Mavs re-sign Sasha Pavlovic

Updated: January 20, 2011, 11:02 PM ET
By Jeff Caplan | ESPNDallas.com

DALLAS -- On the final day of his 10-day contract, Sasha Pavlovic, broken nose and all, earned a second abbreviated contract with the Dallas Mavericks and has a chance to stick the rest of the way.

The former Cleveland Cavalier got the starting nod Wednesday night against the Los Angeles Lakers, and responded by scoring 11 points on 5-of-7 shooting, including one huge 3-pointer with 31 seconds left in the decisive third quarter that gave Dallas its first double-digit lead in a game it went on to win 109-100.

"It was big," Pavlovic said of the timely 3-pointer. "Jason Terry was handling the ball and [Luke] Walton helped off of me, and he [Terry] saw me and passed it to me and I just stepped up and made that shot. It's good that teammates believe in you and I can feel like they believe in me, and it's going to make it easier for me. They accepted me well and I'm pretty happy here."

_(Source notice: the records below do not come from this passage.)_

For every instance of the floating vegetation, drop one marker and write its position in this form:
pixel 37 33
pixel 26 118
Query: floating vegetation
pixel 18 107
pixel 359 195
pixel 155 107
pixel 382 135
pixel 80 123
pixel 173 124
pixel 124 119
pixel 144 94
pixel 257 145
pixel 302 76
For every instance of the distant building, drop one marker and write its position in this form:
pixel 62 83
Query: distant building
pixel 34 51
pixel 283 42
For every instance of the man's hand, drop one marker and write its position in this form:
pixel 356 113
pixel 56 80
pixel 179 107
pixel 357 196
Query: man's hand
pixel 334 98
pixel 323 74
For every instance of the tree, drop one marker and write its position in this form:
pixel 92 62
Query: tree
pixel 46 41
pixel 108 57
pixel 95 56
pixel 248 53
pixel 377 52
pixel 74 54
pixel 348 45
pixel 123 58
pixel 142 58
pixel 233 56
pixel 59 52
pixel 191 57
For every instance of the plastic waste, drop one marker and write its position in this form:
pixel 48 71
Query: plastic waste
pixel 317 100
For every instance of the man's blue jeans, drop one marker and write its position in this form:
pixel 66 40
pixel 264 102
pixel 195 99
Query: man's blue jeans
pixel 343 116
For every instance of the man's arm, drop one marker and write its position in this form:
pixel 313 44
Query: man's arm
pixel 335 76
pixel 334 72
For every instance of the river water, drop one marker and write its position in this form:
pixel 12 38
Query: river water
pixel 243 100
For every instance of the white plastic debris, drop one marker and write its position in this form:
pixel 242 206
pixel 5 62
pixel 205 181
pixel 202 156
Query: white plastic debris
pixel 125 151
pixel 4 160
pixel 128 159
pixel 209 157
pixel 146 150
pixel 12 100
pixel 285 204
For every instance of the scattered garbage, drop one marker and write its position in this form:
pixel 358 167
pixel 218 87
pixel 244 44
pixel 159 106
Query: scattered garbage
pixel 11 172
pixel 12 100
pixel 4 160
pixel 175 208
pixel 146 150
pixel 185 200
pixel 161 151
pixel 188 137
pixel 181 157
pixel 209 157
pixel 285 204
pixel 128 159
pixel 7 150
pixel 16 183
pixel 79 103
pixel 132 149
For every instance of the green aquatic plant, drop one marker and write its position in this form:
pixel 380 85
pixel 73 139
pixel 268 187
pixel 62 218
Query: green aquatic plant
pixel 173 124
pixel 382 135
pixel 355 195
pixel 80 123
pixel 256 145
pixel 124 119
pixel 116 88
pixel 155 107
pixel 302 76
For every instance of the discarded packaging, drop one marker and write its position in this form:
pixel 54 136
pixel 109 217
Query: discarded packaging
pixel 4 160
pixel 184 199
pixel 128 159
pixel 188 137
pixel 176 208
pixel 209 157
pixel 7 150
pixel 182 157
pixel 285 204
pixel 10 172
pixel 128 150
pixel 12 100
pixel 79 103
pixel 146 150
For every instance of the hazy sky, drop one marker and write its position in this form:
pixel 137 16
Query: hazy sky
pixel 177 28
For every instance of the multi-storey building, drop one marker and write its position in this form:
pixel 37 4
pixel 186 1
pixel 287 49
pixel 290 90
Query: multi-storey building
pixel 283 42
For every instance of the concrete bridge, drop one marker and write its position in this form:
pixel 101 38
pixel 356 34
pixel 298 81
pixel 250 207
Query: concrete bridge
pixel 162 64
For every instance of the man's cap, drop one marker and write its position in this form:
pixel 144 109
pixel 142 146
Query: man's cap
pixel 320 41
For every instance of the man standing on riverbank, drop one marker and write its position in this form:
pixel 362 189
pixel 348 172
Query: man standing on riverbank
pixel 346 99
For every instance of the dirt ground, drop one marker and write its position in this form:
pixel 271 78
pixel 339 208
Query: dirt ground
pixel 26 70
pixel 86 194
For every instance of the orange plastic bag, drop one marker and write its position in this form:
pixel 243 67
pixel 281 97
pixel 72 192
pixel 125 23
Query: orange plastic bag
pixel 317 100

Afterward, the Mavs thanked him with a second 10-day contract that begins Thursday night in Chicago.

Wednesday was Pavlovic's fifth game with the Mavs and the first one that resulted in a win. He played a season-high 24 minutes and did so wearing a mask to protect a broken nose he suffered Monday at Detroit. Early on he got knocked in the face and took a pretty good shot, but didn't flinch, with his NBA career possibly hanging on this effort.

"It moved back," Pavlovic said of his crooked nose.

The seven points he scored in the third quarter were just two fewer than he scored in his first four games with the club.

Coach Rick Carlisle's decision to start Pavlovic and bring Shawn Marion off the bench worked to perfection as Marion poured in 22 points.

"I just had a feeling Pavlovic could give us something as a starter, and he showed some things that he hadn't showed so far," Carlisle said. "In fairness, this is probably the first big-time opportunity he's gotten since he's been here. He's coming off a broken nose -- he probably got it re-broken on that first play -- and he hung in there and played a hell of a game. He played an all-around game. He helped us get shots, he made shots and he defended well."

Teams can sign a player to two 10-day contracts, then must either commit to him for the rest of the season or waive him.

Jeff Caplan covers the Mavericks for ESPNDallas.com.